# Furniture options



## andrew1245 (Feb 8, 2009)

Hey all,

First post, hope you can help.

We have recently taken posession of a townhouse in Albufeira (new) and need to furnish completely. We have looked at packages in Portugal and find them just a little expensive (Over budget). We are considering options such as buying in the UK and having the package sent over to meet us, even thinking of filling a large van and attempting the drive although that's a last resort.

Anyone have any recent experiences/advice they could share. We are ready to go now so any help greatly appreciated,

Andy & Sharon


----------



## silvers (Sep 22, 2008)

Hi Andy and Sharon,
I go onto another forum and a lot of Algarve residents have used this company and swear by them. I live in central Portugal and therefore have not used them, I also have no connection to the company.
English page
Good luck
James


----------



## andrew1245 (Feb 8, 2009)

Thanks James,

Will let you and others know how we progress,

Andy & Sharon


----------



## Mamacats (Jan 10, 2008)

We recently purchased an apartment in Algrave and are planning to furnish it mostly from Ikea.
Reasonable prices and a vast variety available...................
Well worth actually coming here and personally making the purchases.

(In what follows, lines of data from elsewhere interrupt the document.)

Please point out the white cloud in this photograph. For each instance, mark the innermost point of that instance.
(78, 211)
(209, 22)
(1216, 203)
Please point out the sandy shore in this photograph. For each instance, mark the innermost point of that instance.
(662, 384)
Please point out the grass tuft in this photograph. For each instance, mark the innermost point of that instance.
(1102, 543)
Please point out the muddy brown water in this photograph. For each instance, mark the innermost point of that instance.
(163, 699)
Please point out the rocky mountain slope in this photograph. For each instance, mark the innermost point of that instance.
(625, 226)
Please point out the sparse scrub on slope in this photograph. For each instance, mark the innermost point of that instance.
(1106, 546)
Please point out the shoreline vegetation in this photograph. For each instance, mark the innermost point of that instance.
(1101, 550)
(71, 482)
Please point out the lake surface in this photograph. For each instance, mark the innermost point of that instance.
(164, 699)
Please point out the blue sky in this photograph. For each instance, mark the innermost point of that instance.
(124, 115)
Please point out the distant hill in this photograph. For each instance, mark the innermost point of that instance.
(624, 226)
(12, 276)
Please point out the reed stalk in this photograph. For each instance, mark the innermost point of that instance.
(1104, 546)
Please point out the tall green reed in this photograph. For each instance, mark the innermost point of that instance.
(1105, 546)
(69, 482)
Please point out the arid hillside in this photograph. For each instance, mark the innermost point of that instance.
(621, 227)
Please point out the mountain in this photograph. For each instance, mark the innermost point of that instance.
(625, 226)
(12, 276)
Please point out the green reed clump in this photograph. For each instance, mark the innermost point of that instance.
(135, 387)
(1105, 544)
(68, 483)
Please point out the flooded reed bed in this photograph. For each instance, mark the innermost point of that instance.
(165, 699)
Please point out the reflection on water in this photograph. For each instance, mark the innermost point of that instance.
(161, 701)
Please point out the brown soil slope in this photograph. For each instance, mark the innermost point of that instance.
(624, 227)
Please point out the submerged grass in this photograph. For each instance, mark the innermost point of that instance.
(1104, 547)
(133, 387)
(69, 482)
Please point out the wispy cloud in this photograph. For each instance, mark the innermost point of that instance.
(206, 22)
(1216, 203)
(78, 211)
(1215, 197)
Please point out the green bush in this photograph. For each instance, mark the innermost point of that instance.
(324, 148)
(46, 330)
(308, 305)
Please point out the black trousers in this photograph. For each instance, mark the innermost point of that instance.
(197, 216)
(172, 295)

Also welcome to the forum.


----------



## seo (May 12, 2008)

I would recommend these guys, just outside Albufeira: Furniture Shops Algarve


----------



## blueskies (Aug 10, 2009)

Thats something i've been wondering about when the time comes for us to move there.
Alot of online stores such as Amazon post internationally including to Portugal: Amazon.co.uk: Help*>*Dispatch & Delivery*>*Delivery Rates*>*International Delivery Rates*>*Europe 2 Delivery Rates , I don't think they deliver some items internationally but it's worth checking out.

Also I don't know if items are shipped from abroad is there a cost to recieve?


----------



## siobhanwf (Mar 20, 2009)

We thought of bringing most of our furniture form the UK and then when push came to shove we bit the bullet and bought everything apart from our own bed and two very large chinese chests here.
That included all white goods.


----------



## John999 (Jul 6, 2009)

*furniture*

I do agree with buying over here, unless you have already some furniture you want to bring over. If you are buying, remember guaranties, you do get in general 2 years guaranty on your furniture, at the major shops, (IKEA gives you 5, 10, 15 depending on the product). You don´t need to get packages, just buy what you need
John999


----------